But, in some cases NULL is equal to itself, such as in DISTINCT:

elvis=# SELECT DISTINCT *
        FROM (VALUES (1), (NULL), (NULL)) AS q;
 column1
---------

       1
(2 rows)

or UNION:

elvis=# VALUES (1), (NULL) UNION VALUES (2), (NULL);
 column1
---------

       1
       2
(3 rows)

Much of the traditional logic and boolean algebra rules cannot be safely applied to SQL boolean expressions in the presence of NULL. For example, the law of excluded middle, p OR NOT p, does not evaluate to true if p is NULL:

postgres=# SELECT count(*) FROM x WHERE a = 1 OR a != 1;
 count
-------
     2
(1 row)

Worse yet:

postgres=# SELECT
               b,
               CASE WHEN a = 1
               THEN 'one'
               ELSE 'not one'
               END
           FROM x;
   b   |  case
-------+---------
 one   | one
 two   | not one
 three | not one
(3 rows)

postgres=# SELECT
               b,
               CASE WHEN a != 1
               THEN 'not one'
               ELSE 'one'
               END
           FROM x;
   b   |  case
-------+---------
 one   | one
 two   | not one
 three | one
(3 rows)

The the row containing b=3 is classified either as 'one' or 'not one' even though the construction of the CASE expression appears equivalent in both cases.

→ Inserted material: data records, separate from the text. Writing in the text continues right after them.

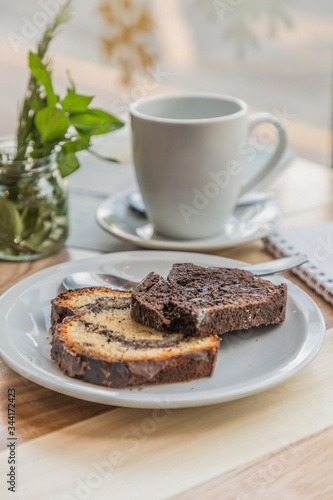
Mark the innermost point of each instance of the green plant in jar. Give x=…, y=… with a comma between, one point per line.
x=51, y=131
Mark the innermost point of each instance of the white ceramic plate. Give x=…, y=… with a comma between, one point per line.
x=246, y=224
x=247, y=363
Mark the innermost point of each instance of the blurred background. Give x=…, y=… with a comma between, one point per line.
x=275, y=54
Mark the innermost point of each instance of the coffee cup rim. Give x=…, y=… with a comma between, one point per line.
x=134, y=111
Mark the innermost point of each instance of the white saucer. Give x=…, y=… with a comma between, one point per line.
x=248, y=362
x=246, y=224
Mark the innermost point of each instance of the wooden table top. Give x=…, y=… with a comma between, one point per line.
x=276, y=444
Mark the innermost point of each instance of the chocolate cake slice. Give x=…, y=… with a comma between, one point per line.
x=95, y=339
x=202, y=301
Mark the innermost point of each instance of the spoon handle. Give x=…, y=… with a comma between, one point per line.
x=277, y=265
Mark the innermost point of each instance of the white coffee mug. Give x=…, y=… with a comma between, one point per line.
x=189, y=152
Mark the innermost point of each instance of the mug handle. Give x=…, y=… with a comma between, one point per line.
x=254, y=121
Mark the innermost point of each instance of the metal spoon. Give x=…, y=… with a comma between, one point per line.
x=136, y=202
x=87, y=278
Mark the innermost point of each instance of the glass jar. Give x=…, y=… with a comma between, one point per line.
x=33, y=206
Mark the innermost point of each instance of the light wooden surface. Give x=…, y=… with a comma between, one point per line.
x=277, y=444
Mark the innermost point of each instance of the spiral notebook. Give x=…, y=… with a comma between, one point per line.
x=316, y=241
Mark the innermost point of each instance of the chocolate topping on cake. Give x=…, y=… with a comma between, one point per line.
x=202, y=301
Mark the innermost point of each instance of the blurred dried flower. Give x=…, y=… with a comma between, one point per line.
x=129, y=36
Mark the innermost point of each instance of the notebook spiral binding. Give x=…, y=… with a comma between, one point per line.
x=308, y=272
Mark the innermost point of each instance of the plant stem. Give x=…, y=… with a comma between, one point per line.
x=26, y=128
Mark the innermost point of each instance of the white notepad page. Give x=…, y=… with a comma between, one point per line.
x=316, y=241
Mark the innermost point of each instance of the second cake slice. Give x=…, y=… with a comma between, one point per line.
x=202, y=301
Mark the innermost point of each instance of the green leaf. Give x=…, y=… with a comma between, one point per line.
x=75, y=102
x=94, y=122
x=41, y=74
x=67, y=161
x=10, y=222
x=52, y=124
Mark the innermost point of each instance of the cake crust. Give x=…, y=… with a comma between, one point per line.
x=86, y=312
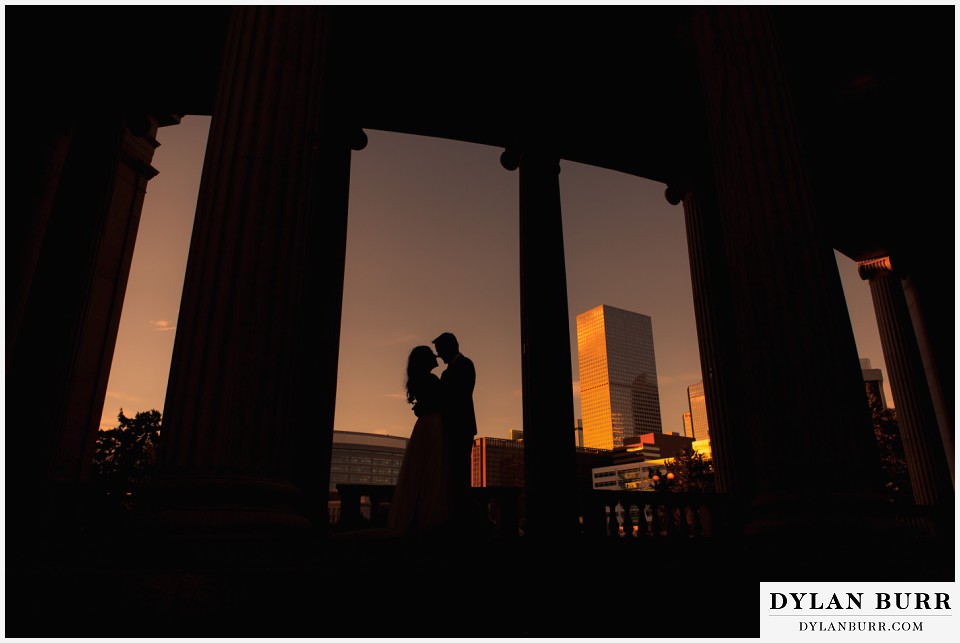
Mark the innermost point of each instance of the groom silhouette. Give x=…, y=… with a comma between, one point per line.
x=459, y=420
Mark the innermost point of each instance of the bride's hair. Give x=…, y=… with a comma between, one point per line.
x=421, y=361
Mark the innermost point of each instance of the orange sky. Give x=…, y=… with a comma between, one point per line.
x=433, y=246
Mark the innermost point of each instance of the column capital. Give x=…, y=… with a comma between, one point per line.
x=676, y=190
x=357, y=138
x=512, y=158
x=872, y=267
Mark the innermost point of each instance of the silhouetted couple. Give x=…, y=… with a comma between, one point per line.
x=432, y=496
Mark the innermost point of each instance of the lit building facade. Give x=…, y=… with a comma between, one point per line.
x=365, y=458
x=497, y=462
x=619, y=395
x=698, y=412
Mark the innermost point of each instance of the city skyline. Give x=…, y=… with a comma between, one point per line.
x=432, y=246
x=619, y=395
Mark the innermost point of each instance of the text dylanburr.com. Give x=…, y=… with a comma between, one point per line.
x=802, y=611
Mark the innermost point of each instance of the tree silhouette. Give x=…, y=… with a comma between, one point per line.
x=126, y=455
x=690, y=472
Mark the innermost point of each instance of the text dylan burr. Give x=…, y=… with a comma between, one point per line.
x=884, y=600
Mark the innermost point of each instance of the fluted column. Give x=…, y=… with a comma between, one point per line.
x=253, y=376
x=936, y=350
x=77, y=265
x=803, y=395
x=549, y=456
x=719, y=361
x=926, y=461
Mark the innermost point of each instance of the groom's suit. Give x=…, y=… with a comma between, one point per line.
x=459, y=420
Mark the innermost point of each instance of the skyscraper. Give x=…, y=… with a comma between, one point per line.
x=618, y=376
x=873, y=382
x=698, y=411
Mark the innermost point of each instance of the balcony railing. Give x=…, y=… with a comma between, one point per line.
x=663, y=515
x=601, y=513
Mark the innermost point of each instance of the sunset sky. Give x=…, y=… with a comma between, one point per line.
x=433, y=246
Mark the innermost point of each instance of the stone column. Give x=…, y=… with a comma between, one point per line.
x=250, y=399
x=719, y=361
x=549, y=454
x=936, y=347
x=926, y=461
x=62, y=353
x=802, y=390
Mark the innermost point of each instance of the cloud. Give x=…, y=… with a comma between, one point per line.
x=162, y=325
x=120, y=395
x=399, y=339
x=686, y=379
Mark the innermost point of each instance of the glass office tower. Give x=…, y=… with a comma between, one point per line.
x=618, y=376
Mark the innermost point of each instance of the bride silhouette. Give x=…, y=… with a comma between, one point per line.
x=423, y=494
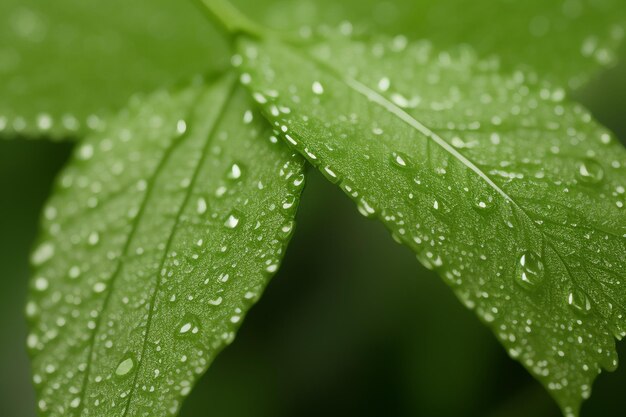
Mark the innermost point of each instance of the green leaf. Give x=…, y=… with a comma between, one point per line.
x=162, y=232
x=566, y=41
x=65, y=65
x=513, y=194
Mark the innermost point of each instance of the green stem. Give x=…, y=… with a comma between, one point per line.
x=230, y=18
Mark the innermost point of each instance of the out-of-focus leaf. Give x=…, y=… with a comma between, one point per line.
x=513, y=194
x=162, y=232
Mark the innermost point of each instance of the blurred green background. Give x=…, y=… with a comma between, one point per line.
x=352, y=325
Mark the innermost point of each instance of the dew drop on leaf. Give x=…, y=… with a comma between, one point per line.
x=529, y=270
x=233, y=220
x=125, y=366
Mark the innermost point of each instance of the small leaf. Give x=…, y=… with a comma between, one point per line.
x=64, y=65
x=163, y=231
x=514, y=195
x=566, y=41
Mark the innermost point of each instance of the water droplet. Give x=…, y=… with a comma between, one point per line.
x=429, y=259
x=365, y=209
x=317, y=88
x=288, y=201
x=201, y=206
x=125, y=366
x=41, y=284
x=529, y=270
x=590, y=171
x=579, y=301
x=189, y=325
x=330, y=174
x=181, y=127
x=483, y=202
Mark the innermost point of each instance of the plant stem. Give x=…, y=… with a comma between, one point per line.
x=230, y=18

Rows containing NULL sometimes get counted, and sometimes not:

postgres=# SELECT count(a) FROM x;
 count
-------
     2
(1 row)

postgres=# SELECT cardinality(array_agg(a)) FROM x;
 cardinality
-------------
           3
(1 row)

postgres=# SELECT count(*) FROM x;
 count
-------
     3
(1 row)

Rows containing NULL cannot be compared:

postgres=# SELECT (NULL, 1) = (NULL, 1);
 ?column?
----------

(1 row)

And even IS NULL doesn’t work:

postgres=# SELECT (NULL, 1) IS NULL;
 ?column?
----------
 f
(1 row)

postgres=# SELECT (NULL, 1) IS NOT NULL;
 ?column?
----------
 f
(1 row)

What’s worse, the databases often uses NULL to indicate an error condition, so your query might contain NULLs even if you don’t expect them:

postgres=# SELECT (ARRAY[1, 2])[3];
 array
-------

(1 row)

postgres=# SELECT to_char(timestamp '2001-02-16 20:38:40', '');
 to_char
---------

(1 row)

In PostgreSQL division by zero is an exception, whereas MySQL simply returns NULL:

mysql> SELECT 1 / 0;
+-------+
| 1 / 0 |
+-------+
|  NULL |
+-------+
1 row in set, 1 warning (0.00 sec)

There are many more cases like these, and there is no consistency in a single SQL implementation, let alone across all implementations.

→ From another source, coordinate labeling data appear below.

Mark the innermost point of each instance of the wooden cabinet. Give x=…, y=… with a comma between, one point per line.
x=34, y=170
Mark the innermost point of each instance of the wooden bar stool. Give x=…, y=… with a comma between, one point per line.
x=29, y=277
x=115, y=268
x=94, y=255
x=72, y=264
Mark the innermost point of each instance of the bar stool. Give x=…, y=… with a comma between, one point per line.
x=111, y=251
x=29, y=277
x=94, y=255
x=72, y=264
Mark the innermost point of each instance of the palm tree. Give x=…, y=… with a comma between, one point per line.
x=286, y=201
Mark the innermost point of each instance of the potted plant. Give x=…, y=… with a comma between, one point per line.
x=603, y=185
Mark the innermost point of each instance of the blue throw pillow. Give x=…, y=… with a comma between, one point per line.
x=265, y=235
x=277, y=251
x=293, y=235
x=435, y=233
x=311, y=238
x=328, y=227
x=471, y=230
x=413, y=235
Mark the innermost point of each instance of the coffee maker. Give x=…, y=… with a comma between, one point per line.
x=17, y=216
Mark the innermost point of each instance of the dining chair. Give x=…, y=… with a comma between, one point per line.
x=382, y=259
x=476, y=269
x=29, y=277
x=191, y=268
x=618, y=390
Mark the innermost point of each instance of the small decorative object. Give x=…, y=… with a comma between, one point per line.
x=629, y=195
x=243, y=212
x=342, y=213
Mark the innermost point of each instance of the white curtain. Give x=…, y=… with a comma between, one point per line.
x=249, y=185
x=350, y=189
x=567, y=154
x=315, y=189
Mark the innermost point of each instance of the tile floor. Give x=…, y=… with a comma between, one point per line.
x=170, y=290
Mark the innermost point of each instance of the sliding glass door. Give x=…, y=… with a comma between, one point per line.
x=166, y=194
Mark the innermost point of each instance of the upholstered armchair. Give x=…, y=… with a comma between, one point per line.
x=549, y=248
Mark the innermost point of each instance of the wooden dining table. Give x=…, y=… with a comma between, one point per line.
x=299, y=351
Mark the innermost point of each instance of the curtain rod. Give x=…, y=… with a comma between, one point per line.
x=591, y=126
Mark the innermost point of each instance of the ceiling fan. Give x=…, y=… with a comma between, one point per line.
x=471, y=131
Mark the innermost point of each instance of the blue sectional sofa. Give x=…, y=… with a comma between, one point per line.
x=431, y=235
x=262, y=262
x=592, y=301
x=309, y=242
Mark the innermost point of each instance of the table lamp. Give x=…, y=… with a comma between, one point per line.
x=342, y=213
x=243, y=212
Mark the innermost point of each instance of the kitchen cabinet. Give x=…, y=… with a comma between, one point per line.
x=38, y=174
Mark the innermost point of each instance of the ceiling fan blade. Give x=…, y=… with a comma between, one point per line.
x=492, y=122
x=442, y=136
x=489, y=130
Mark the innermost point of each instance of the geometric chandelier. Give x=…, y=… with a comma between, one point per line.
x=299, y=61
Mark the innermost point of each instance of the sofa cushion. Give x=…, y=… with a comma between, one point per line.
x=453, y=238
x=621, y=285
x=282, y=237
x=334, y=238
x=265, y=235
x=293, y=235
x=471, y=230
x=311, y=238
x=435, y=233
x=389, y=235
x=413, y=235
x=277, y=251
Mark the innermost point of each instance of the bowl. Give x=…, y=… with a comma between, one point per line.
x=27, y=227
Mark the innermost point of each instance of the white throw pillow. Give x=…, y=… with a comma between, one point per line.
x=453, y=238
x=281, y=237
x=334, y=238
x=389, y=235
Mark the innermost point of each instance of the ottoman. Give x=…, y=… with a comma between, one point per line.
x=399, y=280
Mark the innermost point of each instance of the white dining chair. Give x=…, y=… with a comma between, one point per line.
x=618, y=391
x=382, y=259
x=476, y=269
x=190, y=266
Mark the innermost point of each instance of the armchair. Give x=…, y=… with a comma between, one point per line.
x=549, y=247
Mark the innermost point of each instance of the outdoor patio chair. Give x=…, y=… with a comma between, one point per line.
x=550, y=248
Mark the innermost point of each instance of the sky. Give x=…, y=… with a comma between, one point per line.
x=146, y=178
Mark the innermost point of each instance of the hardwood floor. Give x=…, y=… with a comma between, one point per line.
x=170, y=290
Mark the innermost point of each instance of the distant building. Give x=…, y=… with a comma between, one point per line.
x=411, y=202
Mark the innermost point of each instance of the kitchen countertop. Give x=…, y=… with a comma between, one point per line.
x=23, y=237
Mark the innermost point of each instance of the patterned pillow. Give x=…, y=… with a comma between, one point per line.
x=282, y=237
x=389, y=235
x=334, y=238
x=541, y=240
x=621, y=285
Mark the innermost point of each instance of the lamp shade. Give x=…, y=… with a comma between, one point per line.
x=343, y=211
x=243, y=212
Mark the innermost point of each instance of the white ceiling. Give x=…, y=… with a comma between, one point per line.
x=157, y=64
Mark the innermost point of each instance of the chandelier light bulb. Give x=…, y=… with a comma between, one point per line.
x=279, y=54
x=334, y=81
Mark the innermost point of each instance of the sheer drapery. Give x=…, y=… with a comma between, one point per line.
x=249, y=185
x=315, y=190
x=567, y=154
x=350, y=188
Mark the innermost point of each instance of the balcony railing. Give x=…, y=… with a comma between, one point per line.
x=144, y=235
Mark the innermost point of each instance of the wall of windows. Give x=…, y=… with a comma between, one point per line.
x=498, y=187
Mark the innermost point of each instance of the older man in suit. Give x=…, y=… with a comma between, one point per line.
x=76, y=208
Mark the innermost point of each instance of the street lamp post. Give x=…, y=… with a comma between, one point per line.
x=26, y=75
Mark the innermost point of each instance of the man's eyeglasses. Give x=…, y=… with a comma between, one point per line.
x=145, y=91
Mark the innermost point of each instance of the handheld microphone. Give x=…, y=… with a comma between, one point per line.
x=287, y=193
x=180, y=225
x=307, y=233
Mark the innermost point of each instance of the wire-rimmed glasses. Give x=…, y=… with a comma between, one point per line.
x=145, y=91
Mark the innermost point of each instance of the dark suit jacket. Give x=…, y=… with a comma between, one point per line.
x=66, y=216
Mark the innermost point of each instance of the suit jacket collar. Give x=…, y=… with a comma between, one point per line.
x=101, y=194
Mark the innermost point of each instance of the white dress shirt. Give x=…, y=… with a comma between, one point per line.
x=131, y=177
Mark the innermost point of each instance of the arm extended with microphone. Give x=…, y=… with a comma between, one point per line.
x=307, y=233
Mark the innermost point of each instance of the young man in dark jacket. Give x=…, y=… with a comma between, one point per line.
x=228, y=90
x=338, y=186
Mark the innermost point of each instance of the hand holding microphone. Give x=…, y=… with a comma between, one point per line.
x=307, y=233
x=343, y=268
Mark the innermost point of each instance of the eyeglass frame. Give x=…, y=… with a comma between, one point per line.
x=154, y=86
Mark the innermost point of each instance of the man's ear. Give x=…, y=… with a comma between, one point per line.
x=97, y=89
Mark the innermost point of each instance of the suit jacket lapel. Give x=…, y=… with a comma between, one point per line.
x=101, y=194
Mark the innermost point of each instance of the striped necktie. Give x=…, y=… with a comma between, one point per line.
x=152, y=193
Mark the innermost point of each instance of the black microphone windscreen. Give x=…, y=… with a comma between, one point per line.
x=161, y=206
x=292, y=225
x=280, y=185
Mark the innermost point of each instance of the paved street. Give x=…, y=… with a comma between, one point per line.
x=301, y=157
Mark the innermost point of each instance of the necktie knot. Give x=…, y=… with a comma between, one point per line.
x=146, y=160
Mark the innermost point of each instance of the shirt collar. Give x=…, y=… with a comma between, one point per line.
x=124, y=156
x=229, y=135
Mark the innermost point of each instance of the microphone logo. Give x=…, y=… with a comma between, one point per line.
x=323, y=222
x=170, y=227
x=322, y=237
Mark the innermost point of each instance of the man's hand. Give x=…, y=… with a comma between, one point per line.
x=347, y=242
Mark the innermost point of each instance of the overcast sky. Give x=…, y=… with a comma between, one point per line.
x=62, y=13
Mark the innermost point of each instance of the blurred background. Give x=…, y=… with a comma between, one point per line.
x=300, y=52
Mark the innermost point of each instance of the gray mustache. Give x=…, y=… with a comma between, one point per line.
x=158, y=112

OK, so we have highlighted the shortcomings of SQL. Why do they matter? It’s all about ergonomics. Orthogonality, compactness, and consistency are all essential traits of a programming language that is easy to learn and use effectively on every level of expertise, team size, and project complexity.

We have become accustomed to a constant improvement and reimagination of programming languages. Swift, Rust, Kotlin, Go, just to name a few, are great examples in the advancement of engineer ergonomics and productivity. But SQL, often hidden behind layers of ORMs and frameworks, is still very much the dominant data language.

The NoSQL movement was born, in part, out of the frustration with the perceived stagnation and inadequacy of SQL databases. Unfortunately, in the pursuit of ditching SQL, the NoSQL approaches also abandoned the relational model and other good parts of RDBMSes.

The relational model is still the most generally applicable and effective method of representing data. The concept of SQL as a declarative, storage-neutral query language is powerful and versatile. We don’t need to abandon either. What we do need is a “better SQL”: a query language that affords more power to its users, but that is also simpler and more consistent.

This is exactly what we are working hard to achieve with EdgeQL. We spent years of research and development, focusing on usability and performance without compromising correctness. In our earlier blog post we described some of the great features of the language, but it’s worth getting into some detail here to highlight how we are solving the issues brought up in this post.

In EdgeQL every value is a set and every expression is a function over sets, returning a set. This means that, syntactically, any part of an EdgeQL expression can be factored out into a view or a function without changing other parts of the query.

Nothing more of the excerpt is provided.